Handling of bfloat16
See also
BFloat16ConversionFolding,
BFloat16MixedPrecisionRemoval,
and
BFloat16Propagation.
TPUs support bfloat16 as a lower-precision, more compact floating-point representation than 32-bit floats. Using bfloat16 reduces memory footprint and memory bandwidth. The TPU HLO pipeline includes various passes for replacing floats with bfloat16 into the program and propagating the precision through the graph.
Legalization passes
See also
GatherExpander,
and
BatchNormExpander.
Passes which transform unsupported HLO into a form which the backend can emit or for which the backend produces a more efficient lowering.
GPU-specific HLO Pass Example
Passes specific to the GPU backend are found in
xla/service/gpu.
These passes can be identified as classes defined in namespace gpu.
cuDNN Rewriter
See also
CudnnFusedConvRewriter
and
CudnnNormRewriter.
Rewrites fused convolution and norm operations into their respective library calls in cuDNN.
CPU-specific HLO Pass Examples
Passes specific to the CPU backend are found in
xla/service/cpu.
These passes can be identified as classes defined in namespace cpu.

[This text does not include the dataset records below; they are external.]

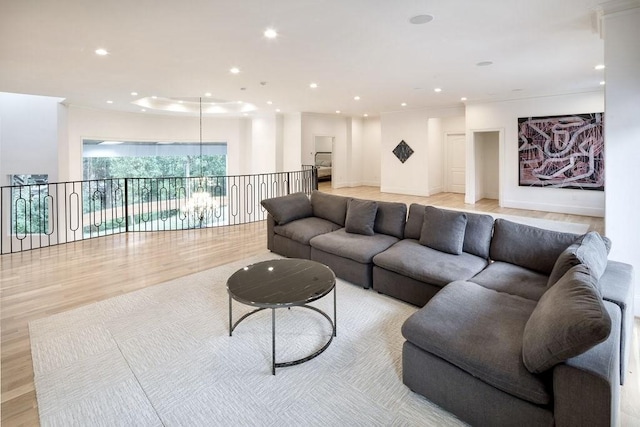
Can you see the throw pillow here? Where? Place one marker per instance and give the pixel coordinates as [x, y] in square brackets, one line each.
[361, 216]
[589, 250]
[285, 209]
[443, 230]
[569, 319]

Convolution Canonicalization
See also
ConvCanonicalization.
Canonicalizes convolutions so that they can be lowered to a fast implementation in Eigen.
Operation Parallelization
See also
ParallelTaskAssigner.
Partitions HLOs into tasks to run on separate threads.
Analysis passes
Analysis passes are not considered "HLO passes" since they do not transform HLO
and may not extend HloModulePass. Shared analyses are found in
xla/hlo/analysis.
Analysis Pass Examples
Dataflow Analysis
See also
HloDataflowAnalysis.
Identifies all HLO values in the graph and their uses.
Alias Analysis
See also
HloAliasAnalysis.
Identifies must-alias relationships between values in the program.
Computation Cost Analysis
See also
HloCostAnalysis.
Computes FLOP count and memory usage for all operations in the program.
HLO Verification
See also
HloVerifier.
Verifies various invariants of the HLO graph.